Mr Smith worked as a plumber for Pimlico Plumbers for six years until 2011. He successfully argued before the Employment Tribunal and the Employment Appeal Tribunal that he was a worker for the purposes of employment legislation. Pimlico maintained that he was a "self-employed operative" – which is how he was described in the agreement between Mr Smith and Pimlico – and appealed to the Court of Appeal.
Despite the fact that Mr Smith filed tax returns on the basis that he was self-employed, was VAT registered and was entitled to choose when he worked and which jobs he took, the Court of Appeal held that he was a "worker". Significant factors in its decision included:
- Mr Smith was required to wear Pimlico's uniform and to use a van leased from Pimlico. Both the uniform and the van clearly displayed the Pimlico logo.
- Pimlico could monitor Mr Smith's movements via a GPS system in his van.
- Mr Smith had to work a minimum number of hours per week.
- Mr Smith was not permitted to provide a substitute to do his work. In practice, plumbers engaged by Pimlico could swap jobs or assist each other, but this was more akin to swapping a shift between workers than providing a substitute. Even the occasional use of external specialists was consistent with a requirement for Mr Smith to provide work personally.
- While Mr Smith had a degree of autonomy in relation to estimates and the work done, Pimlico exercised tight controls over the relationship overall. This was inconsistent with them being a customer or client of Mr Smith.
- The agreement contained onerous restrictive covenants preventing Mr Smith from working as a plumber in any part of Greater London for three months after termination.
Subject to any appeal by Pimlico (who have indicated that they are considering appealing to the Supreme Court), the decision will entitle Mr Smith to proceed with claims of disability discrimination, unlawful deduction from wages and holiday pay against Pimlico.
Why is the Pimlico decision so important?
The Court of Appeal stated that: "the case puts a spotlight on a business model under which operatives are intended to appear to clients of the business as working for the business, but at the same time the business itself seeks to maintain that, as between itself and its operatives, there is a legal relationship of client or customer and independent contractor rather than employer and employee or worker".
The Pimlico decision follows hot on the heels of an Employment Tribunal ruling last month that a cycle courier engaged by CitySprint was a worker and the well-publicised Employment Tribunal decision in 2016 in which Uber drivers were also found to be workers.
While each case will turn on its facts, there appears to be a growing trend whereby businesses operating in the "gig economy" may find that individuals they have purported to engage on a self-employed basis are in fact workers for the purposes of employment rights. This is especially so where the business retains a significant degree of control over how the individual works and where there is no right of substitution.
The Pimlico decision is particularly significant because, unlike the Uber and CitySpint decisions, this was a Court of Appeal ruling, which means it is binding on other Courts and Tribunals and will, therefore, be a key authority in future cases concerning employment status.
The Department for Business Innovation and Skills (BIS) has recently published its Employment Status Review (PDF) which examines the current system for determining employment status and considers possible reforms. It identifies that "for a small but growing section of the labour market there is a lack of clarity over employment status". The review does not make any specific recommendations for reform. It acknowledges that "there are a number of options presented but most are highly complicated, would take years to deliver and could create issues of their own" and concludes that "in order to assess the viability, benefits and impacts of any change in this area, a substantial amount of further work is required".
Meanwhile, the Taylor review of modern employment practices is expected to be published later this year.

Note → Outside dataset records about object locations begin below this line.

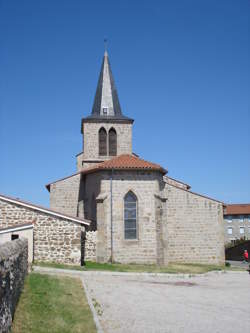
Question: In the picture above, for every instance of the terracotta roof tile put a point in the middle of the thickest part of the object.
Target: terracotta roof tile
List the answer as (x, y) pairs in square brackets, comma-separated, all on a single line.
[(236, 209), (125, 162)]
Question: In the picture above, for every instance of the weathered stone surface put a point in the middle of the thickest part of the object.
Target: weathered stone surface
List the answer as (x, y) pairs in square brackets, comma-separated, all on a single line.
[(194, 228), (90, 246), (91, 141), (55, 238), (64, 195), (13, 269)]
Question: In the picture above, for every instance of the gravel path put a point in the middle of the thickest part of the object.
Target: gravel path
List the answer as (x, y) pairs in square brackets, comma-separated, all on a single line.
[(205, 304), (148, 303)]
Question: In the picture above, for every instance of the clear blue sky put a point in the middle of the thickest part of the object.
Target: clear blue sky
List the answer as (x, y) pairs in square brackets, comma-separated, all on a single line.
[(182, 72)]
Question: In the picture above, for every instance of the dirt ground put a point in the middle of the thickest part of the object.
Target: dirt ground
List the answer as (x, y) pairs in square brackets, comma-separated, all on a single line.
[(215, 302)]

That review will consider the implications of new forms of work, like within the "gig economy", on workers' rights and responsibilities. Employment status therefore promises to remain a hot topic and we may see legislative reform in due course. For now, though, the Pimlico decision is the best place for organisations to look for guidance.
What does this mean for your organisation?

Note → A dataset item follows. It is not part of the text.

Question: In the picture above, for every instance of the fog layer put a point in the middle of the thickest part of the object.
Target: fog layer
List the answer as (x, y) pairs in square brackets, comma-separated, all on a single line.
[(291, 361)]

The Pimlico decision does not mean that you cannot successfully operate a business model whereby your labour is genuinely self-employed. However, it is important to carefully consider the reality of your relationship with them rather than relying on contractual labels or tax structures (an individual's status for tax purposes is a separate question to their status for employment purposes). A close analysis of your contractual arrangements and working practices will help to identify any risk areas and enable you to identify any changes which might be appropriate or any unforeseen costs which might be incurred.